Male splitfins wriggle about the yellow streak on their tail as part of their mating dance. Females are attracted to the wriggling tail because it looks like their typical prey. There's only one problem: the females then forget to eat.
I suppose there's a certain evolutionary brilliance so that part of your body looks like food. It's maybe not the most dignified way to attract the attention of other members of the species - particularly when it involves a truly shocking amount of tail wriggling - but it plays on one of an organism's most basic needs. If nothing else, it's a lot easier than pretending to be an oxygen bubble or something.
The problem, according to researchers at Mexico's National University, is that female splitfins can't always distinguish between a male's tail and actual prey. This confusion can actually be bad enough that the females forget to eat enough real food, as ScienceNOW reports:
When the researchers presented pregnant (and thus hungry) females from six species of splitfins with both yummy insect larvae and males from two of the most flamboyant splitfin species-the polka-dot splitfin (Chapalichthys pardalis) and the butterfly splitfin (Ameca splendens)-the females from all six species were so distracted by the males' tails that individuals from five of the species lost weight over the 1-week trials.

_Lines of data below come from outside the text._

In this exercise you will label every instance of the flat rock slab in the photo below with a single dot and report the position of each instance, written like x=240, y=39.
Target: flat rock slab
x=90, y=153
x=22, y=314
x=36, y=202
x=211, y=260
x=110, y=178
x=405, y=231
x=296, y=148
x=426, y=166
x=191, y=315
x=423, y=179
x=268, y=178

The fish that lost the least weight - including the one that didn't lose any at all - were from the species whose males have more visually striking tails. This might suggest that some of the fish have evolved to sidestep this food-based trap, instead preferring males that they find the most sexually attractive. It's a process that the authors describe as one big evolutionary battle of the fish sexes:
Male ornaments can evolve through the exploitation of female perceptual biases such as those involved in responding to cues from food. This type of sensory exploitation may lead to confusion between the male signals and the cues that females use to find/recognize food. Such interference would be costly to females and may be one reason why females evolve resistance to the male ornaments...Our results lend support to the model of ornamental evolution through chase-away sexual conflict.